I cannot shake them off, nor can I complain.  Believe me, I’ve tried.  I’ve even tried to close my account, only to discover to my horror that I cannot do that without restraining order from the court, and that will not happen unless I can verify that I have successfully connected with yet another banking monolith that is just as controlling and obsessive as the one who is now tormenting me with follows, phone calls with meaningless messages, phone calls with heavy breathing, inexplicable interruptions of transactions, and even worse, invasion of my home through virtual presence.  I threw a chair at the binary ghost the first time I saw it, thinking it was a thief or maniac.

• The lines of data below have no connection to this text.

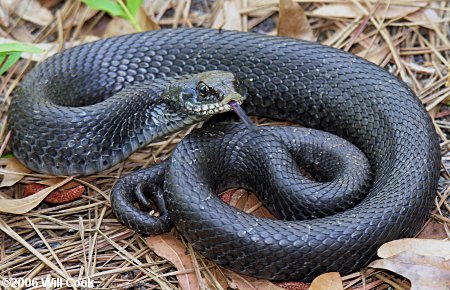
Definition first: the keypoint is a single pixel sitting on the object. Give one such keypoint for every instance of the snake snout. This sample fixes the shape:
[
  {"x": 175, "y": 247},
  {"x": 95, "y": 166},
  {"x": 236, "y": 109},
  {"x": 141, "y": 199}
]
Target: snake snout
[{"x": 213, "y": 91}]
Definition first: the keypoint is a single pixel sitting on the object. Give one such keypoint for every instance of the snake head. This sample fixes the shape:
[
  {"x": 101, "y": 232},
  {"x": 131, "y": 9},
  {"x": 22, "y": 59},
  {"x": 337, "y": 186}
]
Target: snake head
[{"x": 205, "y": 94}]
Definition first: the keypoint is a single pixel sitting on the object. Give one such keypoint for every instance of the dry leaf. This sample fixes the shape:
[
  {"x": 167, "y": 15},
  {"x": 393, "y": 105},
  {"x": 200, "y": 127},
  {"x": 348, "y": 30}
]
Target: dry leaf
[
  {"x": 9, "y": 178},
  {"x": 424, "y": 272},
  {"x": 24, "y": 205},
  {"x": 433, "y": 230},
  {"x": 168, "y": 247},
  {"x": 338, "y": 10},
  {"x": 242, "y": 282},
  {"x": 375, "y": 54},
  {"x": 118, "y": 26},
  {"x": 146, "y": 20},
  {"x": 228, "y": 16},
  {"x": 82, "y": 15},
  {"x": 293, "y": 22},
  {"x": 30, "y": 10},
  {"x": 59, "y": 196},
  {"x": 49, "y": 48},
  {"x": 350, "y": 10},
  {"x": 327, "y": 281},
  {"x": 426, "y": 247},
  {"x": 423, "y": 17}
]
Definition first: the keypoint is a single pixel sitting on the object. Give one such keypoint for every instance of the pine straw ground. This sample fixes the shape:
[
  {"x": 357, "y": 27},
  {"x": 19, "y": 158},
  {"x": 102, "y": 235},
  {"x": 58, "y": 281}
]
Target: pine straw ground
[{"x": 83, "y": 239}]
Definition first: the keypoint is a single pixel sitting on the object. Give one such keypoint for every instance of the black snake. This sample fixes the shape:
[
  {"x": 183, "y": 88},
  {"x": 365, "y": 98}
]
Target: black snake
[{"x": 91, "y": 106}]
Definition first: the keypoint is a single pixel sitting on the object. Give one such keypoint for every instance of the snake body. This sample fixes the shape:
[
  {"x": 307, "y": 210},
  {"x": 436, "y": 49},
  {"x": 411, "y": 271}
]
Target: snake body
[{"x": 298, "y": 81}]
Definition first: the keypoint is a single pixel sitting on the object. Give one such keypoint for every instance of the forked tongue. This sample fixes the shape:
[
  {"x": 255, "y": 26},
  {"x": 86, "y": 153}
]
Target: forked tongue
[{"x": 241, "y": 113}]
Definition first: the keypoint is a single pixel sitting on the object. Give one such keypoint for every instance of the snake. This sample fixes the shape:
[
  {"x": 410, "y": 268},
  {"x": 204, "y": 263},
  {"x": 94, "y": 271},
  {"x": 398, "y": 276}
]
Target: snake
[{"x": 89, "y": 107}]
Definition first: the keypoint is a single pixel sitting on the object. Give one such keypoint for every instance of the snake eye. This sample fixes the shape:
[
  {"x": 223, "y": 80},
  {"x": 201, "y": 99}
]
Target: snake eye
[{"x": 202, "y": 89}]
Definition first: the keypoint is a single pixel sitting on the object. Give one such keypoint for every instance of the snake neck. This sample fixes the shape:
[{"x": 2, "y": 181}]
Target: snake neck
[{"x": 92, "y": 138}]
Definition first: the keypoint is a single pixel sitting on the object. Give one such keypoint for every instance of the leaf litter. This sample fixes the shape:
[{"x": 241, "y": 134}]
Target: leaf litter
[{"x": 83, "y": 239}]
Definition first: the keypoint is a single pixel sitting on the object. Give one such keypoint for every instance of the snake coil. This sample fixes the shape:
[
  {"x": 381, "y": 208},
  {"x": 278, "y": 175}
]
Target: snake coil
[{"x": 317, "y": 86}]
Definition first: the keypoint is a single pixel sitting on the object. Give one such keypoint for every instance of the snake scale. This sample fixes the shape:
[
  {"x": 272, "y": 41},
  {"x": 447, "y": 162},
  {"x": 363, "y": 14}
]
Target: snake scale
[{"x": 74, "y": 114}]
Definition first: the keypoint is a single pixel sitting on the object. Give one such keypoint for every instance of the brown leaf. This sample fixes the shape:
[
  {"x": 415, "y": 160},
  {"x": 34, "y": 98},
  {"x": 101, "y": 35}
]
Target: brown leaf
[
  {"x": 433, "y": 230},
  {"x": 57, "y": 197},
  {"x": 228, "y": 16},
  {"x": 327, "y": 281},
  {"x": 293, "y": 22},
  {"x": 24, "y": 205},
  {"x": 168, "y": 247},
  {"x": 9, "y": 178},
  {"x": 82, "y": 15},
  {"x": 350, "y": 10},
  {"x": 146, "y": 21},
  {"x": 424, "y": 272},
  {"x": 238, "y": 281},
  {"x": 341, "y": 10},
  {"x": 118, "y": 26},
  {"x": 30, "y": 10},
  {"x": 424, "y": 16},
  {"x": 426, "y": 247}
]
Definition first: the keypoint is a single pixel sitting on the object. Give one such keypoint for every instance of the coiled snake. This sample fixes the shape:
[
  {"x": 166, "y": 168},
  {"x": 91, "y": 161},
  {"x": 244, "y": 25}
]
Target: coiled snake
[{"x": 91, "y": 106}]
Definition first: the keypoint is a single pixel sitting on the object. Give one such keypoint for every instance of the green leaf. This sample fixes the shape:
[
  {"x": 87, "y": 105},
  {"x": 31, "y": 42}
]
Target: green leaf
[
  {"x": 133, "y": 6},
  {"x": 21, "y": 47},
  {"x": 7, "y": 155},
  {"x": 108, "y": 6},
  {"x": 11, "y": 59}
]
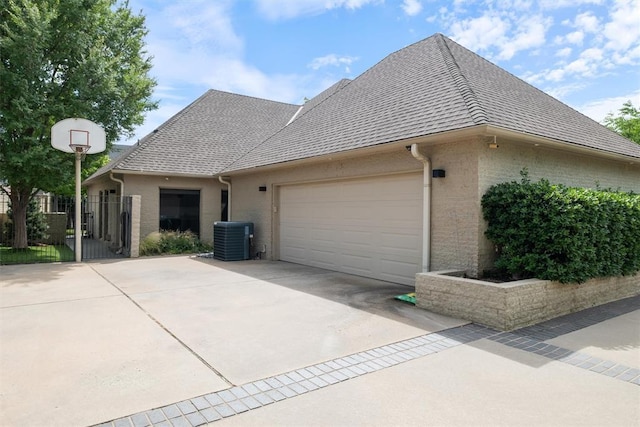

From what I understand, most people do not experience such torment from their bank.  Even those human representatives I’ve spoken to say that something in their Supreme System may have taken a personal interest in me, something akin to an obsessive focus normally associated with a human pathology.  An investigator has been dispatched from human management to determine the origin of this “glitch.”  I am hopeful, but uncertain about the outcome of their efforts to contain the power of the machine that owns their bodies and souls.  A resolution cannot come soon enough.  They are escalating, no longer hiding.

A more drastic course of action may be necessary if this does not work.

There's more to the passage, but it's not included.